Abstract

Early applications of empirical methods from chaos theory suggested the existence of low dimensional chaotic motion in empirical financial data. However, such results were questioned, and it is then believed that the search for low dimensional chaos in financial data was not successful. On the other hand, at the same time that the hypotheses that raw returns are independent and identically distributed (IID) is often rejected, they indeed present a quite small degree of autocorrelation. These facts suggest that prices in financial markets do not behave completely at random, although their hidden structures seem more complex than those observed in low dimensional chaotic systems. Previous work tested for non-linearity or the presence of low dimensional chaos in artificial financial data generated from the Lux-Marchesi model by means of the BDS and Kaplan tests. Addressing the same model, researchers extended those results by applying Hinich’s bi-spectral and White’s tests and introducing the application of Recurrence Quantification Analysis (RQA) on artificial financial data based on Recurrence Rate, Determinism, Entropy, and Maximal Diagonal Length.

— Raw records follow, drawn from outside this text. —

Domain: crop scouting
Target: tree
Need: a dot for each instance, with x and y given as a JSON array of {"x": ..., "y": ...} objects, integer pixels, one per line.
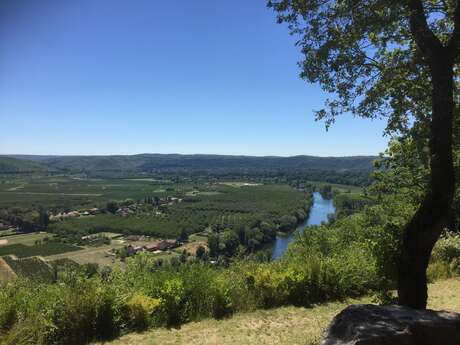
[
  {"x": 231, "y": 242},
  {"x": 200, "y": 252},
  {"x": 213, "y": 245},
  {"x": 393, "y": 59},
  {"x": 112, "y": 206}
]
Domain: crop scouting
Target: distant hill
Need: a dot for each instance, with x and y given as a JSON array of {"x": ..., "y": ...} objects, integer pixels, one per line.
[{"x": 148, "y": 163}]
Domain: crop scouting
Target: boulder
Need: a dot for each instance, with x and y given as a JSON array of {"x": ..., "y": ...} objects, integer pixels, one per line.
[{"x": 367, "y": 324}]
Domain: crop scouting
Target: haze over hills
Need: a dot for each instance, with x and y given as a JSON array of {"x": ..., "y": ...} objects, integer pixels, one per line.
[{"x": 147, "y": 163}]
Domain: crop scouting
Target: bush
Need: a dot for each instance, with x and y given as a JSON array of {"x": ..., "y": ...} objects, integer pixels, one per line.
[{"x": 141, "y": 309}]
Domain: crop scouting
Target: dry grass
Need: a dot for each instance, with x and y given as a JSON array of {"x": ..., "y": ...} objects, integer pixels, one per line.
[{"x": 282, "y": 326}]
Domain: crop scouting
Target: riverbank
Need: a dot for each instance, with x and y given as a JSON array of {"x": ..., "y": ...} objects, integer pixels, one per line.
[{"x": 281, "y": 326}]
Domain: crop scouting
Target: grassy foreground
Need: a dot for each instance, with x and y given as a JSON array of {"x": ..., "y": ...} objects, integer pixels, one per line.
[{"x": 283, "y": 326}]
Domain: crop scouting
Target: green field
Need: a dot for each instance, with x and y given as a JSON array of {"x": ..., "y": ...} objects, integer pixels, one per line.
[
  {"x": 45, "y": 249},
  {"x": 225, "y": 207},
  {"x": 26, "y": 239},
  {"x": 281, "y": 326}
]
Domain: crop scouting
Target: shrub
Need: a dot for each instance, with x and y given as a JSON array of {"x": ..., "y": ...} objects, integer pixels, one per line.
[{"x": 141, "y": 309}]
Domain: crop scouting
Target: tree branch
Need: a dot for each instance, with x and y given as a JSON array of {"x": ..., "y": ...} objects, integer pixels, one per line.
[{"x": 454, "y": 42}]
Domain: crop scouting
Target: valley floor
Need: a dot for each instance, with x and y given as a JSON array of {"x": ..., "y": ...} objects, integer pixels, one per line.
[{"x": 282, "y": 326}]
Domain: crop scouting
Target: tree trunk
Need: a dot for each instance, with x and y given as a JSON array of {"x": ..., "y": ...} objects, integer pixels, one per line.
[{"x": 424, "y": 229}]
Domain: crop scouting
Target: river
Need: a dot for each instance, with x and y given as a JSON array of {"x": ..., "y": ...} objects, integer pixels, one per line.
[{"x": 318, "y": 213}]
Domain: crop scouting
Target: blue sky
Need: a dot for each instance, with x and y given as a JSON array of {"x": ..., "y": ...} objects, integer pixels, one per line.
[{"x": 176, "y": 76}]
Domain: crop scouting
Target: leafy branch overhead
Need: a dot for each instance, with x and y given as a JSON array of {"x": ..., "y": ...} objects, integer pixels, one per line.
[{"x": 364, "y": 53}]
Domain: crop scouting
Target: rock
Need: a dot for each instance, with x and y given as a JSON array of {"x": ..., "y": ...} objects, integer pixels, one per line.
[{"x": 367, "y": 324}]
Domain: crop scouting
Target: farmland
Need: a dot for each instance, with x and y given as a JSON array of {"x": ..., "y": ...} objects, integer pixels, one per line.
[{"x": 155, "y": 207}]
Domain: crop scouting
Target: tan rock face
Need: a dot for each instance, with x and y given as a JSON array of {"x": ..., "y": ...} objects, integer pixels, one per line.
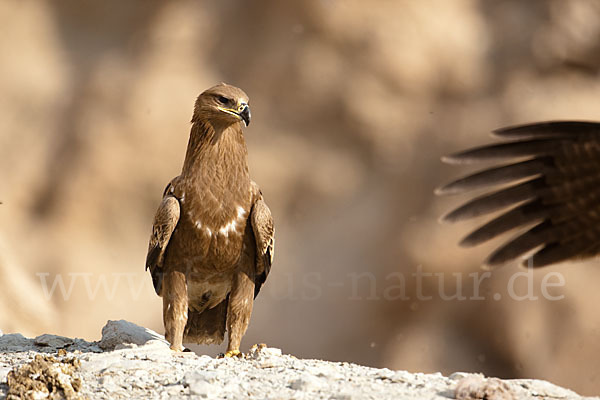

Contributing to this research, the present paper has two main goals: (i) to contrast previous findings with an RQA application on data generated by a more evolved of microscopic model of financial markets – the Structural Stochastic Volatility (SSV ) model; and (ii) to extend the RQA investigation above with additional recurrence measures (namely, Divergence, Laminarity, and Maximal Vertical Length) being applied to distinct real-world financial data. The objective is to assess if RQA results could help to distinguish between artificial and real-world data, even if linearity is rejected in both cases. It is shown evidence, in agreement previous findings, to support the rejection of linearity or low dimensional chaotic motion in an artificial financial time series generated from the SSV microscopic model. In addition, it is also shown that that RQA measures can help to discriminate artificial from real-world financial data, at least when specific RQA measures are considered.